Tesla’s return policy makes its customers feel confident about their purchases. Vehicles come with a 7 day / 1000 mile return policy.

“If you didn’t feel confident about your purchase, you will be now.”

Final thoughts

As the owner of a small jewelry business, I’m definitely taking notes. There are certainly lessons to be learned from Tesla’s marketing strategy and business strategy, and Tesla will most likely be a case study for many marketing and business classes in the future. I wanted to come back to his second point – how Tesla builds in public.
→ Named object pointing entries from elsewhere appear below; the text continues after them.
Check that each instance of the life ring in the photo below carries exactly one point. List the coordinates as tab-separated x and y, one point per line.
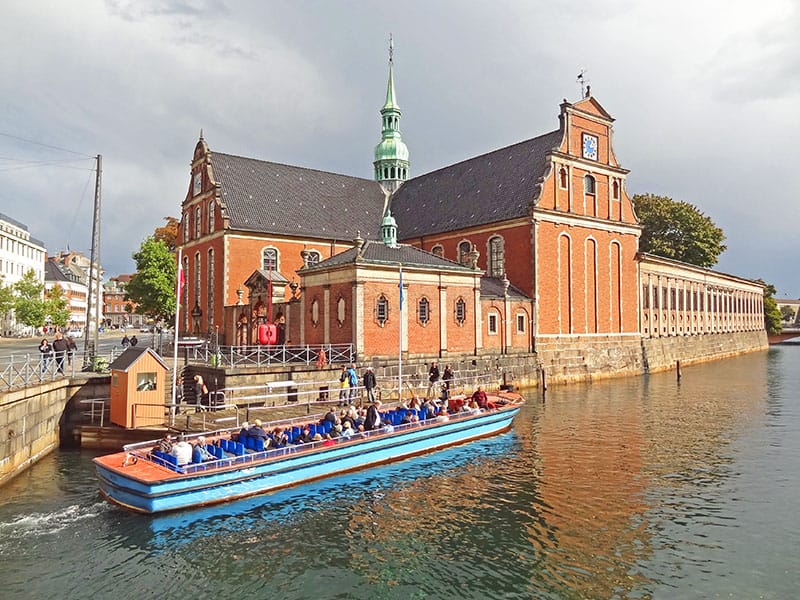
267	334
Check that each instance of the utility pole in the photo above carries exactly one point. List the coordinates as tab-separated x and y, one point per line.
90	349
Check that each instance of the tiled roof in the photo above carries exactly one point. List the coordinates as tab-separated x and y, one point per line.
492	287
493	187
378	253
125	360
274	198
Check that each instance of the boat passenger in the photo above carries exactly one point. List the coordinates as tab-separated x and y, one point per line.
200	453
373	418
182	451
480	398
256	431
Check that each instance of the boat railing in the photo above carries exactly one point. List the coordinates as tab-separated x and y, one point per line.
143	450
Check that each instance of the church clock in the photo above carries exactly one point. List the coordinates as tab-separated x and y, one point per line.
589	146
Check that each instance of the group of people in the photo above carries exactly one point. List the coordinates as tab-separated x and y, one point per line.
348	384
129	341
62	348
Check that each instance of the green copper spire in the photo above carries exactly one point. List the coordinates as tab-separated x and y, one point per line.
391	154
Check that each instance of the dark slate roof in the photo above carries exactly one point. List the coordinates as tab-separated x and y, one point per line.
274	198
133	353
492	287
378	253
493	187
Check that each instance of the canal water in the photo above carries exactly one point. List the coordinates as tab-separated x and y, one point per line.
634	488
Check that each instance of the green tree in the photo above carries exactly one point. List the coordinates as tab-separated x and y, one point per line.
55	306
678	230
772	315
29	307
152	288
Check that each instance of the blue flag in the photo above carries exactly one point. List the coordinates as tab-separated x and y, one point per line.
401	288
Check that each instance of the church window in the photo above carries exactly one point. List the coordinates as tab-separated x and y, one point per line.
461	311
521	322
492	323
382	310
497	266
424	311
210	296
340	311
464	249
269	259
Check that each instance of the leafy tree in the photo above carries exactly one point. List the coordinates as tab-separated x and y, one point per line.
168	233
152	288
6	297
29	307
678	230
55	306
772	315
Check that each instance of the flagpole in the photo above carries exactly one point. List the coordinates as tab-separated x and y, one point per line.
179	285
400	342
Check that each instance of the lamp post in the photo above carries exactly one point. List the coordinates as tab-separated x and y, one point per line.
196	314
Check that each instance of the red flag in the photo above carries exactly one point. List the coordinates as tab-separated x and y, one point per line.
181	280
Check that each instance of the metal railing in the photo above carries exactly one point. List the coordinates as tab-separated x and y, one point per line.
258	356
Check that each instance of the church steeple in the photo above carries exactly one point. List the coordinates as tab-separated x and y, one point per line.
391	154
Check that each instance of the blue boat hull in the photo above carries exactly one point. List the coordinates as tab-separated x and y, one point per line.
249	475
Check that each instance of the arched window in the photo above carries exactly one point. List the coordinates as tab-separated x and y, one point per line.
340	311
424	311
497	259
269	259
313	257
382	310
464	249
210	290
461	311
589	184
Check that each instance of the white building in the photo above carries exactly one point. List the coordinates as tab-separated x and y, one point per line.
19	253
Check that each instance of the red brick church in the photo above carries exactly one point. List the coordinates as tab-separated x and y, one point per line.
532	247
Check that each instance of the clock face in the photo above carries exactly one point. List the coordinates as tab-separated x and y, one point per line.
589	146
198	181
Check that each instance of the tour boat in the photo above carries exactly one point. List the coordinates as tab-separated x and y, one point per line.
147	481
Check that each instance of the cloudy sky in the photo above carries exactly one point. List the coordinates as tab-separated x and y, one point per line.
705	94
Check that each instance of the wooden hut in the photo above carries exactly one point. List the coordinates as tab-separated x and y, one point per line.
138	383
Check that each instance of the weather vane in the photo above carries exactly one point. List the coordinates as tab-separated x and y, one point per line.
583	80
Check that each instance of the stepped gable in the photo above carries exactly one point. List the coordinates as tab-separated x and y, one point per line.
274	198
378	253
490	188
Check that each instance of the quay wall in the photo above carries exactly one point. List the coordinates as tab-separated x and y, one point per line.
32	419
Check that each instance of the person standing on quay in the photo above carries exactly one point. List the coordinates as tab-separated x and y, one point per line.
369	384
46	351
60	348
Not only did Elon Musk build Tesla in public as Alex described it, but he made himself accessible to his customers through his Twitter page. Look at me as an example of this. I didn’t know anything about Tesla or Elon Musk or the industry three years ago. If you were to go back to January 2018 and tell me that I would write about electric cars for living in the future, I would have thought you were crazy. Interacting with Elon Musk on Twitter took me to the world of Tesla, EVs, and my job here with CleanTechnica. It also opened the doors to some pretty amazing friendships with people all over the world – many of whom are only on Twitter due to Elon Musk’s involvement. I, who have never driven or owned a car before, now hold a reservation for the Cybertruck. I also own 4 Tesla shares. (I had never heard of the stock market before – it was all a financial giant to me back then.)

Without Elon Musk, I wouldn’t even be involved in Tesla or writing for CleanTechnica today. That’s what I mean by the way he made himself accessible to his millions of followers.